Yen, Dollar Fall After U.S. Congress Passes Bill to Avert Cliff

by on January 2, 2013 6:43 am GMT

The yen and dollar weakened against most of their major counterparts as U.S. lawmakers passed legislation to avert the so-called fiscal cliff of automatic spending cuts and tax increases.

The Dollar Index (DXY) dropped as the House of Representatives approved a bill that prevents higher income tax for most U.S. workers. The yen fell past 87 per dollar for the first time in 2 1/2 years after Japan’s Prime Minister Shinzo Abe reiterated his intention to weaken the nation’s currency.

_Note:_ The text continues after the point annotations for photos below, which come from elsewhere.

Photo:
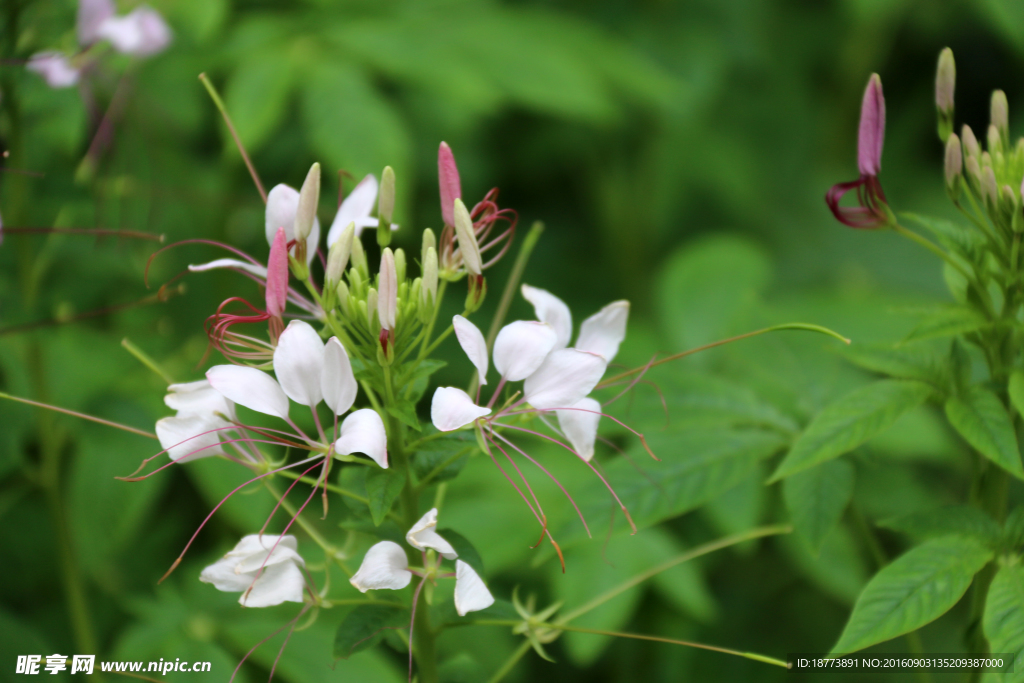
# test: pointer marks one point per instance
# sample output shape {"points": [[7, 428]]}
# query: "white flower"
{"points": [[602, 333], [554, 378], [54, 68], [198, 428], [386, 566], [281, 579], [307, 373]]}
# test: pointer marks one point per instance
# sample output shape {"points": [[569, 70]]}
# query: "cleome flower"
{"points": [[556, 378], [872, 210], [386, 566], [266, 569]]}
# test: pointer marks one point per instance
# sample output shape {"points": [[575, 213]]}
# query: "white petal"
{"points": [[255, 268], [91, 14], [384, 566], [278, 584], [298, 363], [190, 436], [470, 593], [139, 33], [552, 310], [338, 382], [580, 426], [282, 205], [452, 408], [521, 347], [472, 342], [424, 535], [604, 331], [363, 431], [566, 376], [355, 209], [250, 387], [198, 398], [54, 68]]}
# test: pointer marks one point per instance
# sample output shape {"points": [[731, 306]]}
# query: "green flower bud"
{"points": [[385, 207]]}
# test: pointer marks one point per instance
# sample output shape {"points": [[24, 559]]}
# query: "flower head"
{"points": [[266, 569], [872, 210]]}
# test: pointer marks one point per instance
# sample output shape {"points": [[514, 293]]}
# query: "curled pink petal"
{"points": [[448, 178], [872, 128]]}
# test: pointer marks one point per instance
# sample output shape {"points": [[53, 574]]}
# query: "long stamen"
{"points": [[543, 469], [590, 465], [217, 507]]}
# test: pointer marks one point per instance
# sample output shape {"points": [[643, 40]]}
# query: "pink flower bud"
{"points": [[872, 128], [276, 274], [448, 178]]}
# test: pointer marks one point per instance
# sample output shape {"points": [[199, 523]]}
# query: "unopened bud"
{"points": [[429, 242], [1000, 113], [430, 279], [467, 240], [337, 256], [971, 146], [387, 302], [954, 163], [385, 207], [945, 83], [342, 292], [989, 189], [477, 291], [372, 309], [308, 199], [358, 258]]}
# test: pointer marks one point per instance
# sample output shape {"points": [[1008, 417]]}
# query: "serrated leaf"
{"points": [[918, 588], [467, 553], [954, 519], [1004, 617], [363, 628], [852, 420], [950, 322], [982, 420], [816, 499], [383, 486], [914, 361]]}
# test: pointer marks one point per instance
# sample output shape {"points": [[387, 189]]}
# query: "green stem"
{"points": [[685, 557], [682, 354], [235, 134]]}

“This is a typical risk-on market, where the yen and dollar are sold,” said Satoshi Okagawa, a senior global markets analyst in Singapore at Sumitomo Mitsui Banking Corp., a unit of Japan’s second-biggest financial group by market value. “The cliff is behind us for now.”

The yen dropped to as low as 87.30 per dollar, a level unseen since July 29, 2010, and was at 87.21 as of 1:18 p.m. in Singapore, down 0.5 percent from its close on Dec. 31. The yen slid 1.1 percent to 115.72 per euro after earlier touching 115.99, the weakest since July 8, 2011. The dollar lost 0.6 percent to $1.3269 against the euro.

The Dollar Index, which IntercontinentalExchange Inc. uses to track the greenback against the currencies of six U.S. trading partners, slid 0.4 percent to 79.451.

There was no trade in major markets yesterday, and Japan is closed until Jan. 4 for national holidays.

Budget Bill

President Barack Obama said he will sign the bill passed by Congress. The bipartisan vote in the U.S. House broke a yearlong impasse over how to head off $600 billion in tax increases and spending cuts set to begin taking effect at the start of this year.

Regardless of whatever resolution there is on the cliff, “fiscal policy is likely to hit U.S. growth,” Sean Callow, a senior currency strategist at Westpac Banking Corp. (WBC) in Sydney, said in a Bloomberg Television interview. “It is a weak dollar story, fairly broadly, in the first few months of the year.”

Japan’s Abe said in a New Year statement yesterday that the most urgent issue for his country is to break out of currency appreciation and deflation. “Bold” monetary policy is one of the three prongs of his economic measures, he said.

“For the moment, the yen is probably going to remain weak,” said Andrew Salter, a currency strategist in Sydney at Australia & New Zealand Banking Group Ltd. (ANZ) “If you look out a month or two, it really depends upon what the government is able to achieve as far as the central bank is concerned.”

‘Neutral Territory’

While the Japanese currency dropped 11 percent last year versus the dollar, the biggest annual slide since 2005, it is still about 16 percent stronger than the 10-year average of 101 per greenback.

“Neutral territory” for the yen is about 100 against the dollar, according to Carlos Ghosn, president of Nissan Motor Co., Japan’s second-largest automaker. “Please bring it back to the neutral territory so that we can do our job without a handicap,” he said at a year-end briefing.

Looking at “the big picture,” the yen will weaken toward 93.99 per dollar, according an e-mailed note from Callum Henderson, global head of currency research in Singapore at Standard Chartered Plc. The level, unseen since May 2010, is the 38.2 percent retracement on the pair’s Fibonacci chart of the move from 124.14 in June 2007 to 75.35 in October 2011.